The Rebel's Cinema - Frantz Fanon on Screen
Sunday, September 01, 2024 at 07:00pm
Film at Lincoln Center
Anthology Film Archives
32 Second Avenue
Monangambeee (Sarah Maldoror, 1969, Algeria/Angola, 17m)
The masterful directorial debut of Sarah Maldoror, Monangambeee was filmed in 1969 in Algeria, which had won its liberation from France just seven years before, though it takes place in Angola, which was still six years away from independence. An Angolan woman visits her husband in prison, and wants to give him a “completo”-which means “three-course meal” in Angola, and “three-piece suit” in Portugal. In jagged black and white, with a clattering free-jazz score by the Art Ensemble of Chicago, Monangambeee depicts the misunderstandings and violence that ensue when the guards assume that the prisoner is planning an escape and proceed to torture him.
Followed by:
The Zerda and the Songs of Forgetting (Assia Djebar, 1982, Algeria, 60m)
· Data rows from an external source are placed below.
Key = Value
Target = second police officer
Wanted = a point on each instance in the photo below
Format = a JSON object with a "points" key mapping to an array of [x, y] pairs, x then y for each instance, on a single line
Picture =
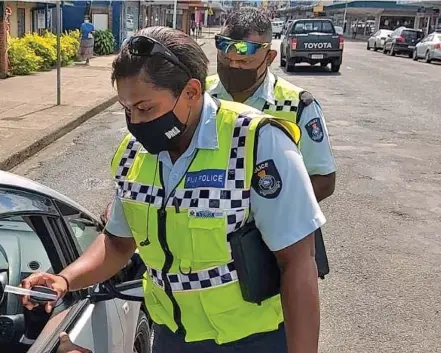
{"points": [[243, 61]]}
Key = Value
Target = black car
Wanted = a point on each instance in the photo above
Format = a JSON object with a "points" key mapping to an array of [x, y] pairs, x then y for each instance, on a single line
{"points": [[402, 41]]}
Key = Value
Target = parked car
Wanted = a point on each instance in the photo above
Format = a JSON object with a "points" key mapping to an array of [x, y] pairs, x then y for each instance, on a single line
{"points": [[429, 48], [312, 41], [286, 25], [402, 41], [42, 230], [376, 41], [277, 27]]}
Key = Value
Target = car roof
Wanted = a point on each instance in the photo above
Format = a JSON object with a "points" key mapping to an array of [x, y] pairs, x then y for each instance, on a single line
{"points": [[19, 182], [410, 29]]}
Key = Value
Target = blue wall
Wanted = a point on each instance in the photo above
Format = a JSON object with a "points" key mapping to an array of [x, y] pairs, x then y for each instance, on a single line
{"points": [[73, 16], [74, 12]]}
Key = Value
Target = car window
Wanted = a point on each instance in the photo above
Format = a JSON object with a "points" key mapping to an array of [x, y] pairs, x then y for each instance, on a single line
{"points": [[305, 27], [84, 229]]}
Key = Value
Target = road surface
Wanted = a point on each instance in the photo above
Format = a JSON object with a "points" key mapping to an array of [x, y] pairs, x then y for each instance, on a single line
{"points": [[384, 221]]}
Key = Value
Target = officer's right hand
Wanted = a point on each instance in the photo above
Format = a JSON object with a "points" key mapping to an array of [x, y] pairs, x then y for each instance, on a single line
{"points": [[57, 283]]}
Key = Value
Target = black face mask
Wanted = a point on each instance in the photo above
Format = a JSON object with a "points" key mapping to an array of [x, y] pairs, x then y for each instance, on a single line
{"points": [[161, 134], [239, 80]]}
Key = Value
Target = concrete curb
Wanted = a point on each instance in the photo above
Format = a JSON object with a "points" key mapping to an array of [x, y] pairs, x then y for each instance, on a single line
{"points": [[45, 140]]}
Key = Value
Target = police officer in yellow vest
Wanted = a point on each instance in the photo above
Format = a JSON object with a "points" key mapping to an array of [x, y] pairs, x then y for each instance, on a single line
{"points": [[244, 57], [192, 171]]}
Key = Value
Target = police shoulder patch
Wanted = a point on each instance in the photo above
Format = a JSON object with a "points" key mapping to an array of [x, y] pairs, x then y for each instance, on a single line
{"points": [[266, 180], [306, 97], [314, 129]]}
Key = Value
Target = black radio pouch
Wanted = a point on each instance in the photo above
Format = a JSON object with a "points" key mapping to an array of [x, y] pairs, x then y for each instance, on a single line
{"points": [[256, 264]]}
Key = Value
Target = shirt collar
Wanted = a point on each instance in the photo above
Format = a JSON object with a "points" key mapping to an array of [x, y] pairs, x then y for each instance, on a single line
{"points": [[205, 135], [265, 90]]}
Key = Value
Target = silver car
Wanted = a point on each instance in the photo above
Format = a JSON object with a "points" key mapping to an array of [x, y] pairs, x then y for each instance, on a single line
{"points": [[42, 230], [429, 48], [376, 41]]}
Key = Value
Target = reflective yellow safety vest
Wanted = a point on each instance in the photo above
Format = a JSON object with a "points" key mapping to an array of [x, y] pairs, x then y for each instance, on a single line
{"points": [[191, 284], [286, 95]]}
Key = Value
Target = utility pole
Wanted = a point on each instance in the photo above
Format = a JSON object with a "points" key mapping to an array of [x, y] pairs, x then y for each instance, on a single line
{"points": [[344, 16], [175, 13], [3, 41], [58, 8]]}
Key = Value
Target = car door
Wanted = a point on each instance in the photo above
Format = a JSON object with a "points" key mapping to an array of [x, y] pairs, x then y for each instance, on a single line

In the elegiac The Zerda and the Songs of Forgetting, Algerian novelist Assia Djebar pairs French colonial newsreels shot in Algeria with a haunting, counterposed soundtrack, excavating and recovering a vivid, resilient history of indigenous Algerian ceremonies from the oppressor’s gaze. Made by women who were equal parts revolutionaries and artists, Monangambeee and The Zerda and the Songs of Forgetting dramatize, in astutely Fanonian fashion, language as a terrain of radical struggle—as rife with possibility for self-negation as for solidarity.